ACC Hankinson said: “I did as much as I could.”
The witness went on that she could not explain why she didn’t know of these problems.
The QC said it had been an ‘unacceptable failure’ by the witness in her role as gold commander and a senior officer to not realise ‘something had gone terribly wrong with the system and that you were apparently in the dark about the failures’.
ACC Hankinson said: “It certainly would have assisted had I known that, absolutely.”
She went on that the primary objective on the night of the training exercise was for the force duty officer to ‘neutralise the threat’ but she insisted from her point of view ‘partnership working was important’.
The chairman, Sir John, asked whether the problem was in making such exercises ‘realistic’, and that if it had been a real incident she would have been asking ‘have they got the casualties out?’.
“Yes, I’m sure I would. Certainly after reading and listening to the evidence, of course.

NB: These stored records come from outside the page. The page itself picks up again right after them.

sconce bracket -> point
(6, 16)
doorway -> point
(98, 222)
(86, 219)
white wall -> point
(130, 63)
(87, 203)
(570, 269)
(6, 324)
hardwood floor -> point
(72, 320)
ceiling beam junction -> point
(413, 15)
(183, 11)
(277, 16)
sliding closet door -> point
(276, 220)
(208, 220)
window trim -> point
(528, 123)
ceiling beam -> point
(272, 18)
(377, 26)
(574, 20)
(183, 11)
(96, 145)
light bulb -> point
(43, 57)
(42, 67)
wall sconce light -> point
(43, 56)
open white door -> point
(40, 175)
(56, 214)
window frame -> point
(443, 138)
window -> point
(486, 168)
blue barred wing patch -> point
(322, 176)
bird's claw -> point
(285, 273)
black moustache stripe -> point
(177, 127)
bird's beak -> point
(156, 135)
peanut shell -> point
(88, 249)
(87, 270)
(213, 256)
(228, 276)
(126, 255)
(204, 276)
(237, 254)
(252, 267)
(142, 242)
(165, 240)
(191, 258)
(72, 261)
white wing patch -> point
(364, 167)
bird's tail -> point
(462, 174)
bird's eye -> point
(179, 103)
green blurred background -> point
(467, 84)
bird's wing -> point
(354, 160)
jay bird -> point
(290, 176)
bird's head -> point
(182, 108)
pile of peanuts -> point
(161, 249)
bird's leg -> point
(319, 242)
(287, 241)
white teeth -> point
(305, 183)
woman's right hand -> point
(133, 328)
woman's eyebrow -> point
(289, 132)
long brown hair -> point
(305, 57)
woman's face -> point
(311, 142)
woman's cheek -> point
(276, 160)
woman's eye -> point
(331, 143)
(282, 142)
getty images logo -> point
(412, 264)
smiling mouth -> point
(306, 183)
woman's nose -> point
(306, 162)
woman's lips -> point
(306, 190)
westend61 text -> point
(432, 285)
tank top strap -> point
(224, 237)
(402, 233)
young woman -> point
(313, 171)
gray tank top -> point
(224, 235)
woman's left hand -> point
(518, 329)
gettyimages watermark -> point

Absolutely,” said ACC Hankinson.
Questioned by Richard Horwell QC, representing GMP, the witness said no-one at either debrief mentioned that the force duty officer was or could have been overwhelmed.
Sir John again pressed the witness on the ‘serious and fundamental’ delay of two and half hours in getting firefighters and paramedics to the Trafford Centre.
ACC Hankinson said she recalled there were ‘a number of offenders’ in different locations and that there was a delay while firearms officers and the military cleared the Trafford Centre.
Questioned further by Sir John, she agreed the delay was a ‘serious problem’.
Police were forced to apologise shortly after the Trafford Centre drill because the fake suicide bomber had shouted ‘Allahu Akbar’ during a simulated terrorist attack.